Republicans insisted the legislation was necessary to address potential problems, pointing to last year's security breach at Target Corp. The nation's second-largest retailer said Friday that personal information connected to about 70 million customers through credit and debit card accounts had been stolen in a pre-Christmas data breach.

"What if Target had not bothered to tell anyone?" asked Rep. Joe Pitts, R-Pa., who argued that the Health and Human Services Department's promise to notify Americans of security breaches needed the force of law.

The measure would require the secretary of health and human services to notify an individual within two business days of any security breach involving personal data provided to the government during health care enrollment.

Rep.

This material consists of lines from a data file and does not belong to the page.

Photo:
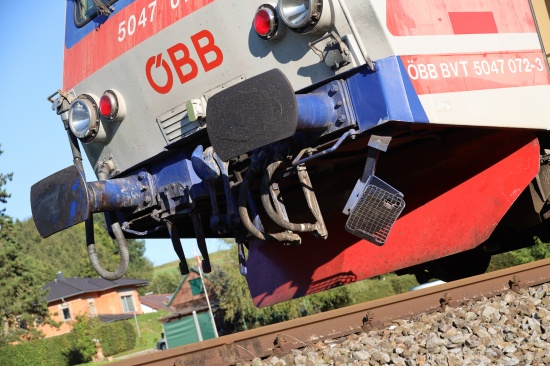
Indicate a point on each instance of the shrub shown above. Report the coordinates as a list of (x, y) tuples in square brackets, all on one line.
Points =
[(72, 348), (116, 337), (46, 352)]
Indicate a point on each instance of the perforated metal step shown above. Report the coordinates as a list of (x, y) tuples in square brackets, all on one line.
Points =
[(376, 210)]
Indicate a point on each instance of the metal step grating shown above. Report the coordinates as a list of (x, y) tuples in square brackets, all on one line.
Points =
[(375, 212)]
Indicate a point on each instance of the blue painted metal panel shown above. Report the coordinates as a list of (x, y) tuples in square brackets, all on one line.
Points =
[(385, 94), (178, 168)]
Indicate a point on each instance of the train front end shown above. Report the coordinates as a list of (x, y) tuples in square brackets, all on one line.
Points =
[(335, 140)]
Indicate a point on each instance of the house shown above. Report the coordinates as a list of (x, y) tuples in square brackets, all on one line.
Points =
[(108, 300), (153, 303)]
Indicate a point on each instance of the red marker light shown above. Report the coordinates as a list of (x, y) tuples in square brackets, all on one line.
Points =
[(266, 23), (262, 22), (111, 106), (105, 106)]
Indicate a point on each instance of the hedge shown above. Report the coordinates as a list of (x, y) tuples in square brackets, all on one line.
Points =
[(64, 349)]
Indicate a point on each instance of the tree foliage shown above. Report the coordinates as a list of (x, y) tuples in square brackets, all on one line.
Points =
[(66, 251), (28, 262), (164, 283), (22, 299)]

Kevin McCarthy, R-Calif., spoke of "credible and documented fear" of the health care website.

Democrats said there had been no security breaches at the health care website and the bill was simply a Republican effort to scare Americans from signing up for coverage with misinformation.

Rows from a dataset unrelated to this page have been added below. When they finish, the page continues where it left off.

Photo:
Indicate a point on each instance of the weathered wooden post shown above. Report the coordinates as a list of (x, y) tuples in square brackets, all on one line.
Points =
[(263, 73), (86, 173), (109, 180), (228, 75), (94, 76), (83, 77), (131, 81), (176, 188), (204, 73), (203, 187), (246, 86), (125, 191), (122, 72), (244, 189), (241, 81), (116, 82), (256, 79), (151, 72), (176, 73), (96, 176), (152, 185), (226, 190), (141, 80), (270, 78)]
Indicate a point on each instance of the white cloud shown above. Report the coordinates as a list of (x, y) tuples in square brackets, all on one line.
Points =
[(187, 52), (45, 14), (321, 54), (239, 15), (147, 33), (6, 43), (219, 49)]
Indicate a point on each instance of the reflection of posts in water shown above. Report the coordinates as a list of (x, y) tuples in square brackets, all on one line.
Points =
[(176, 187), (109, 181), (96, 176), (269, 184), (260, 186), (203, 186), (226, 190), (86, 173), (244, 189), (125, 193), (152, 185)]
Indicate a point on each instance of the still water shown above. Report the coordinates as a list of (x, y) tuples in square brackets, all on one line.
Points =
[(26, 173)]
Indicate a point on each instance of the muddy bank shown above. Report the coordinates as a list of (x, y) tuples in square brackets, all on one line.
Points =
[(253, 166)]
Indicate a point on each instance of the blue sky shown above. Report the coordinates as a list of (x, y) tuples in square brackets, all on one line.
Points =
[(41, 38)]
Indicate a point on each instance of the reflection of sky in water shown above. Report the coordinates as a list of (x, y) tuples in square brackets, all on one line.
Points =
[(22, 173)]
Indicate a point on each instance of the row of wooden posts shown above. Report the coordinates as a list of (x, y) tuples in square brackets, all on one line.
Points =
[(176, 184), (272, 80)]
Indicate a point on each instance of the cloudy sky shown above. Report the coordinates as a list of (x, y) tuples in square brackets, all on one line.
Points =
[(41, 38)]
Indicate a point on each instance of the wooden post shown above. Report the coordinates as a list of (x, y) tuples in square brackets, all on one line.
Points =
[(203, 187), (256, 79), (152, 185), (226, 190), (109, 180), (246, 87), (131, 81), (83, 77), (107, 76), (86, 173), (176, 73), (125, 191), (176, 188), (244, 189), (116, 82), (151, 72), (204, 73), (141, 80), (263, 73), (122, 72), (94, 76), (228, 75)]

"They are trying to put fear into the public," said Rep. Frank Pallone, D-N.J.

Rep. Diane DeGette, D-Colo., described the legislation as a "solution in search of a problem."

In fact, there was at least one breach last year. A North Carolina man tried to log on to the website and got a South Carolina man's personal information. The administration had to scramble to make a software fix.

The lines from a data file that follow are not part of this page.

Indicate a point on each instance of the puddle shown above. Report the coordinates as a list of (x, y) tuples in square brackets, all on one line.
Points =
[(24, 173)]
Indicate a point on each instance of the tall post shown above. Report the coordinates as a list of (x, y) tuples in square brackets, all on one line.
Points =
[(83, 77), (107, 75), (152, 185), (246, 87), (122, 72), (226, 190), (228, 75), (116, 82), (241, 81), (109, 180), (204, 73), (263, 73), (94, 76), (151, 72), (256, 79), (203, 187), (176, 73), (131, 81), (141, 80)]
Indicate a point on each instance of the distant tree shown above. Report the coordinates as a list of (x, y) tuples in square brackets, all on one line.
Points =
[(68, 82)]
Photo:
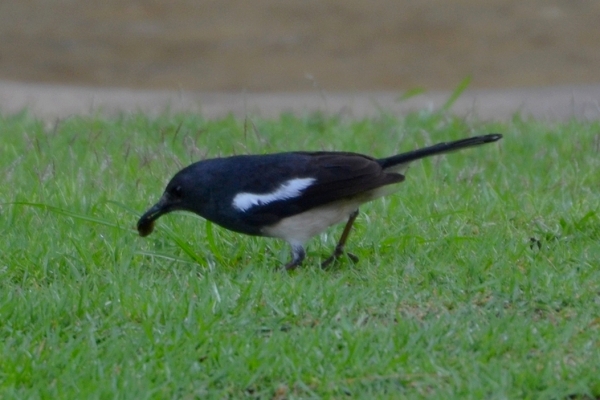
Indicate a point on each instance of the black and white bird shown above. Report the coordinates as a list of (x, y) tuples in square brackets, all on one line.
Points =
[(293, 196)]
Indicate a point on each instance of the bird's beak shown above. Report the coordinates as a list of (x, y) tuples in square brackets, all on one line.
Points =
[(146, 222)]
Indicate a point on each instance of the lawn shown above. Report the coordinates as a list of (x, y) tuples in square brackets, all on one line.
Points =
[(480, 278)]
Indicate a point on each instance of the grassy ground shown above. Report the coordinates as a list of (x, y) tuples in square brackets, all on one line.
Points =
[(479, 279)]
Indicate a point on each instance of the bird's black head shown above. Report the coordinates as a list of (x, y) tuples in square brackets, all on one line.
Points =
[(187, 191)]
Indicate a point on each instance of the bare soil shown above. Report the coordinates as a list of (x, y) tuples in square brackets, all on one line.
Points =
[(297, 45)]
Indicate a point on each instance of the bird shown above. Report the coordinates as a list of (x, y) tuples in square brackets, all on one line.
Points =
[(291, 195)]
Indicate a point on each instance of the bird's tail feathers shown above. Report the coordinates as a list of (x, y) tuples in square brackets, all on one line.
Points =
[(439, 148)]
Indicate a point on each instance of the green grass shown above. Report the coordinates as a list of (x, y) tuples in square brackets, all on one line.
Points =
[(479, 279)]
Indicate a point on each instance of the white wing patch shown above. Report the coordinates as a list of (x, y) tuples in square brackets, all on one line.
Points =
[(287, 190)]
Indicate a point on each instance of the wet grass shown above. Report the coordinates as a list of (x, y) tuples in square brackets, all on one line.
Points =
[(479, 279)]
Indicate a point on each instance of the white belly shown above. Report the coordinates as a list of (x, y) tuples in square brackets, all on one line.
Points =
[(301, 227)]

Republicans used debate on the bill to assail the health care law, using oft-repeated criticism such as "train wreck" and disaster.

The goal of the Affordable Care Act is to expand coverage to tens of millions of Americans who lack insurance, to lower health care costs, to increase access to preventive services and to eliminate some of the pre-existing condition requirements that insurance companies have used to deny coverage. The health care website HealthCare.gov got off to a calamitous start on Oct. 1, followed quickly by widespread reports of canceled policies and higher premiums.

To date, more than 2 million Americans have signed up for coverage through the federal marketplace covering 36 states and exchanges in 14 states. At the same time, at least 4.7 million people who buy their own insurance were told their policies would no longer be offered this year because they failed to meet the standards of the law.

Republicans who steadfastly opposed the law seized on Obama's proclamation -- repeated by many Democrats -- that if you like your health care, you can keep it, using the law as a political cudgel. The House voted more than 40 times last year to repeal, replace or undo parts of the law.

The administration, in objecting to the measure, said it already has implemented safeguards to secure personal information and notify consumers if a breach occurs.

"When consumers fill out their online marketplace applications, they can trust that the information that they are providing is protected by stringent security standards," the administration said in a statement Thursday.

The House had planned to vote on another bill that would require the administration to report weekly on the number of visits to the government health care website, the number of Americans who applied and the number of enrollees by ZIP code, as well as other statistics. The administration has opposed this measure, saying it has been providing information on enrollments, and the added requirements would force it to hire new staff.